Here is a look at the current players at the NHL/AHL level:
► Cholowski: The former first-round draft pick is out of minor-league options, but it would be somewhat surprising if the Wings leave Cholowski unprotected and give Seattle a chance to pluck him in the expansion draft. Cholowski twice has opened the season in the NHL, only to be eventually sent down to Grand Rapids, mainly for defensive issues. In a late-season look-see last season, Cholowski appeared to be progressing defensively.
► DeKeyser: DeKeyser returned from back surgery and got stronger as last season progressed. DeKeyser is 31, has one more season left on his contract ($5 million cap hit) and could be valuable trade bait at the deadline. He’s also a veteran presence on this roster.
► Hronek: Only Hornek and Staal played all 56 games, and Hronek led the Wings with 26 points (24 assists, two empty-net goals). What appeals to the coaching staff possibly the most is Hronek’s competitiveness and intensity, and willingness to battle for everything on the ice. Hronek plays with an edge.
► Lindstrom: It’s a close call as to whether Lindstrom could be protected for the expansion draft (the Wings are likely to protect three defensemen). Lindstrom isn’t a flashy player, but he’s a safe player on the ice who doesn’t make the big mistake and is quietly effective. Given the opportunity, Lindstrom could play in the NHL for a while.

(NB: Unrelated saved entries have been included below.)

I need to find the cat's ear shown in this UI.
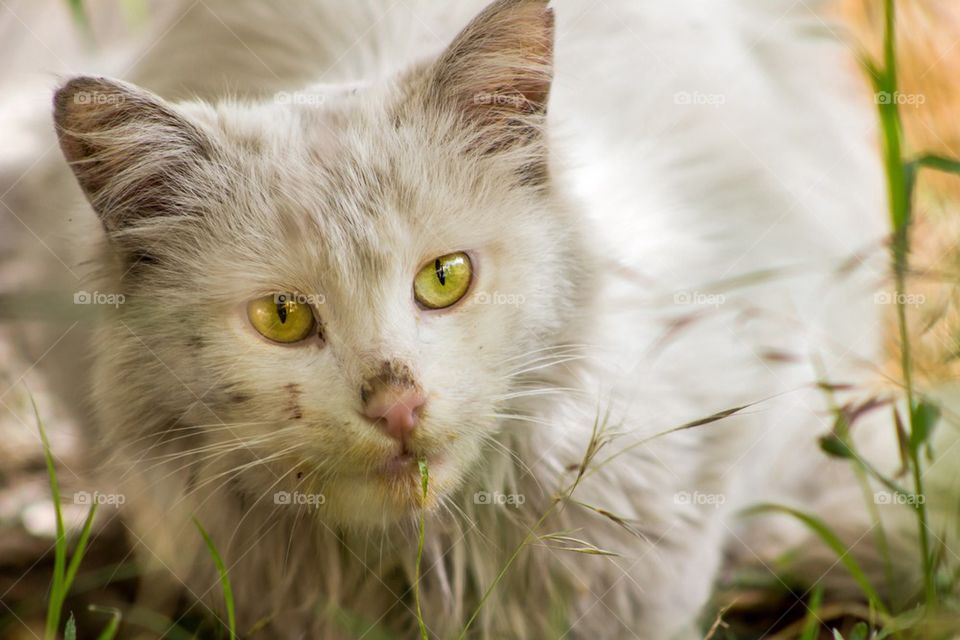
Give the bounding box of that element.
[53,76,217,236]
[425,0,554,154]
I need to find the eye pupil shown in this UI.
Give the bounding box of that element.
[414,252,472,310]
[248,294,315,343]
[435,259,446,286]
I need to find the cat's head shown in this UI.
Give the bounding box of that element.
[54,0,592,527]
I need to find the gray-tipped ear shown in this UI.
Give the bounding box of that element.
[53,76,217,236]
[427,0,554,150]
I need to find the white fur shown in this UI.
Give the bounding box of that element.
[4,1,956,639]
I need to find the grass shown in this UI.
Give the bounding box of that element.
[193,518,237,640]
[866,0,959,614]
[874,0,937,604]
[799,584,825,640]
[88,606,122,640]
[742,505,889,621]
[743,0,960,636]
[415,459,430,640]
[457,409,619,640]
[30,388,107,640]
[28,381,237,639]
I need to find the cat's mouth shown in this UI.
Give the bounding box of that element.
[366,447,448,514]
[379,444,441,480]
[381,450,418,476]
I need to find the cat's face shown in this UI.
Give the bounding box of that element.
[55,0,587,526]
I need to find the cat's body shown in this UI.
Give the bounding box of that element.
[3,1,956,638]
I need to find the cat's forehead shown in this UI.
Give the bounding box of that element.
[210,97,475,280]
[212,83,493,219]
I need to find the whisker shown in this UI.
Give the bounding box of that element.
[282,466,323,572]
[133,429,303,495]
[494,387,587,401]
[496,343,593,365]
[224,460,303,551]
[121,420,282,450]
[506,354,587,378]
[479,434,545,496]
[482,413,556,428]
[182,443,302,508]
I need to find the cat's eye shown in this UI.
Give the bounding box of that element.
[414,252,473,310]
[247,294,316,343]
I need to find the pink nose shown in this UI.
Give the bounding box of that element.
[363,387,425,442]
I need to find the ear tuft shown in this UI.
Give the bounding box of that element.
[53,76,216,235]
[427,0,555,153]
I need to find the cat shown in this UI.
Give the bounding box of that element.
[5,0,959,638]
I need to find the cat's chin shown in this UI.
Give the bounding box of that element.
[316,455,462,529]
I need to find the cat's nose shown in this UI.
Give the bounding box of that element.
[363,387,426,442]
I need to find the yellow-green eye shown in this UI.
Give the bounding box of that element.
[247,294,316,343]
[414,252,473,309]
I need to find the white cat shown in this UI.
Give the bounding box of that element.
[3,0,958,638]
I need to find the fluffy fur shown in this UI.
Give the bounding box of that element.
[3,1,959,638]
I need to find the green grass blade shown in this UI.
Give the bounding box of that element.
[914,154,960,176]
[799,582,824,640]
[64,503,99,597]
[908,400,940,455]
[414,459,429,640]
[89,605,122,640]
[742,504,889,615]
[64,614,76,640]
[849,621,869,640]
[871,0,938,606]
[30,391,67,640]
[192,518,237,640]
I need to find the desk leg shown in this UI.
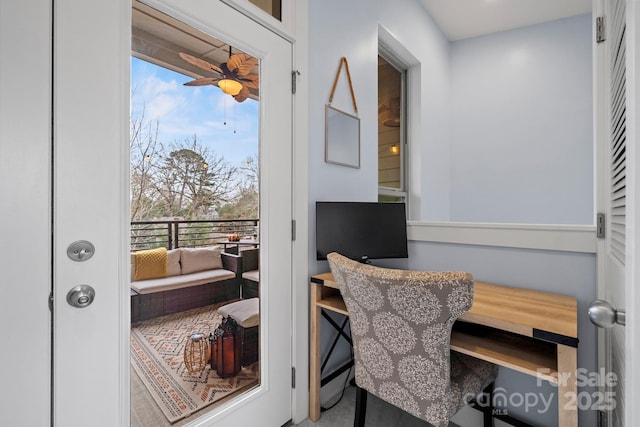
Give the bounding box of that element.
[309,281,322,421]
[557,344,578,427]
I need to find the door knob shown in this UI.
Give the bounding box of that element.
[66,285,96,308]
[588,299,626,328]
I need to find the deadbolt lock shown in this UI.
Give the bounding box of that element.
[67,240,95,262]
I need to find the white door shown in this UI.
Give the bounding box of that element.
[0,2,52,426]
[592,0,639,424]
[53,0,292,426]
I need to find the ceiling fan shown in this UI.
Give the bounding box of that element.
[179,48,259,103]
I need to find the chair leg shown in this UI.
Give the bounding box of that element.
[483,382,494,427]
[354,385,367,427]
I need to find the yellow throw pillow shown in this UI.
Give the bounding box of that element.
[133,247,168,281]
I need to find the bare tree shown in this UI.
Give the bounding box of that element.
[218,155,259,219]
[152,136,237,218]
[130,104,243,221]
[130,106,163,220]
[240,155,258,185]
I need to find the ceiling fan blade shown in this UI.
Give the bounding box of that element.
[238,74,259,89]
[183,77,220,86]
[233,85,250,103]
[179,52,223,75]
[227,53,258,77]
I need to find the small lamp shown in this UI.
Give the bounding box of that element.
[184,333,210,373]
[218,79,243,96]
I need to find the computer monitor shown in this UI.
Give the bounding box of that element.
[315,201,408,262]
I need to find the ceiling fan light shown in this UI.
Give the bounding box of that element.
[219,79,243,96]
[379,108,400,127]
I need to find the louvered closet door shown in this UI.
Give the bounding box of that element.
[601,0,627,424]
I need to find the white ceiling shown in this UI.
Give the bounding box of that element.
[420,0,592,41]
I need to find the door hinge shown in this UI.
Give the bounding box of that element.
[291,219,297,241]
[291,70,300,94]
[291,367,296,388]
[596,16,606,43]
[597,213,606,238]
[49,291,53,312]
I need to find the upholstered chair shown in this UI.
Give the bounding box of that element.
[327,252,498,427]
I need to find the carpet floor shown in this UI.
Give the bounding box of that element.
[293,385,463,427]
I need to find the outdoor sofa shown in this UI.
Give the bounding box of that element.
[130,246,240,322]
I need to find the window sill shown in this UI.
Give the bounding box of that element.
[407,221,597,253]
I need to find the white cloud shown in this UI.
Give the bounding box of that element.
[131,57,258,165]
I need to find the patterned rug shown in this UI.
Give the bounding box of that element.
[131,303,259,424]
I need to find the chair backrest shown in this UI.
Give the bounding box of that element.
[327,252,474,424]
[240,247,259,272]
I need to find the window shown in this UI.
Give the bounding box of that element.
[378,50,407,203]
[249,0,282,21]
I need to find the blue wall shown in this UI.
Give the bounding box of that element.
[450,14,593,224]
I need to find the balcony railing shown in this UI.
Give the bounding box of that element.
[131,219,259,251]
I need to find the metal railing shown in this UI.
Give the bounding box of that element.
[131,219,259,251]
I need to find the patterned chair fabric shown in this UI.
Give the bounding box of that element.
[327,252,498,427]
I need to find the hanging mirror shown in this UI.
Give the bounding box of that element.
[325,104,360,168]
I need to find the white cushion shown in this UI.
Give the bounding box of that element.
[180,246,222,274]
[218,298,259,328]
[242,270,259,283]
[131,268,235,294]
[167,249,181,277]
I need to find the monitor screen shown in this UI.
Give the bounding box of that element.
[316,201,408,261]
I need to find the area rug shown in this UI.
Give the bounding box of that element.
[131,303,259,424]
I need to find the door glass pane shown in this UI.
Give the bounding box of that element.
[131,2,261,425]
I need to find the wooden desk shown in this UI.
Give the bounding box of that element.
[309,273,579,426]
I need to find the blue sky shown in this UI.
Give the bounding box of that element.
[130,57,258,168]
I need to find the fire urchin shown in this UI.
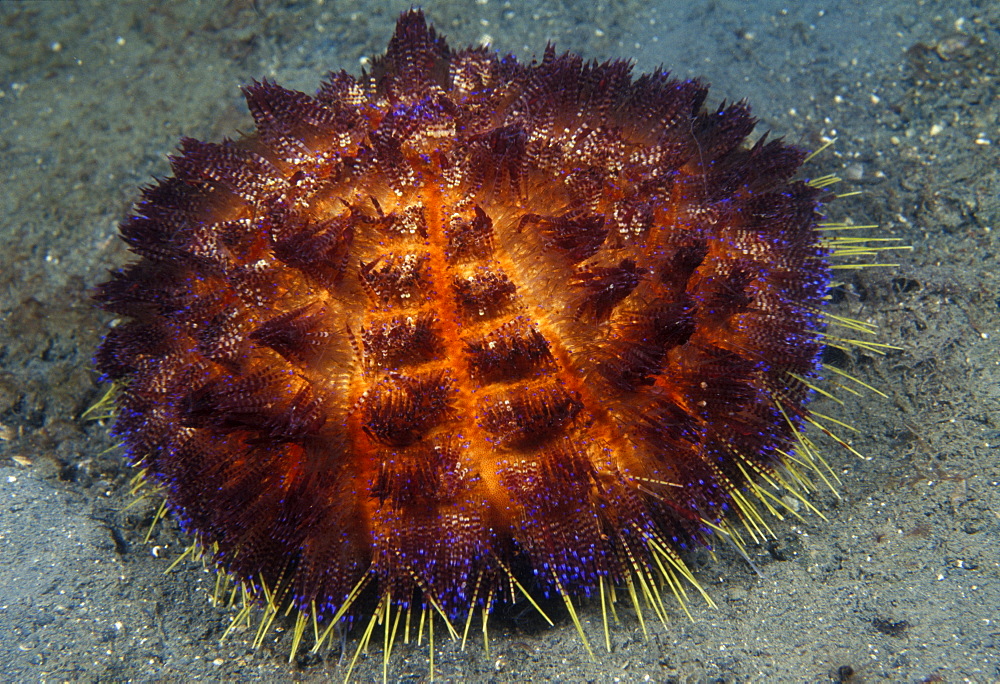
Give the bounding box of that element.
[94,8,885,677]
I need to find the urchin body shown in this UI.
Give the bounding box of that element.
[95,10,828,638]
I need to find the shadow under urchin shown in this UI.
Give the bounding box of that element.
[94,7,834,664]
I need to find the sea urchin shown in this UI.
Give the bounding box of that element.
[96,8,844,670]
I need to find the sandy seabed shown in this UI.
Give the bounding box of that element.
[1,1,997,681]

► Troy Stecher: Quietly, Stecher became a fan favorite for his determined play on the ice, throwing himself into whatever situation in order to make a play or prevent a scoring chance for the opposing team. Stecher was an alternate captain for Canada’s recent world championship tournament victory, and played well. Could be tempting for Seattle in the expansion draft, if Stecher is left exposed.
► Seider: Spent last season in Sweden to play regularly, given the pandemic issues in North America. In some circles, Seider is considered the No. 1 prospect outside of the NHL. Fans are excited to see him finally wear an NHL jersey.
► Donovan Sebrango: At the tender age of 19, Sebrango was a revelation for the Griffins, not looking out of place at all. The 2020 third-round draft pick established himself as a prospect, playing sound defensively and with a physical style.
► Jared McIsaac: The key has been keeping McIsaac healthy, which hasn’t been easy. The 2018 second-round pick turned pro and played in 10 games in Grand Rapids — then, got hurt. He can be used in a variety of roles and has bite to his game, but McIsaac has to stay on the ice.
► Seth Barton: The 2018 third-round pick quietly has been an intriguing prospect for his skating and size (6-foot-3, 185 pounds). Barton starred at Massachusetts-Lowell and looked good in four games with the Griffins. Barton has put himself in the mix.
► Wyatt Newpower: Keep an eye on Newpower, who played in the Columbus system last season. Newpower, 23, is 6-foot-3, 195 pounds, and had an impressive rookie pro debut, a defensive defenseman who contributed 10 points in 24 games with Cleveland. Newpower will be in the hunt for an NHL job in training camp, and could win one with a good showing.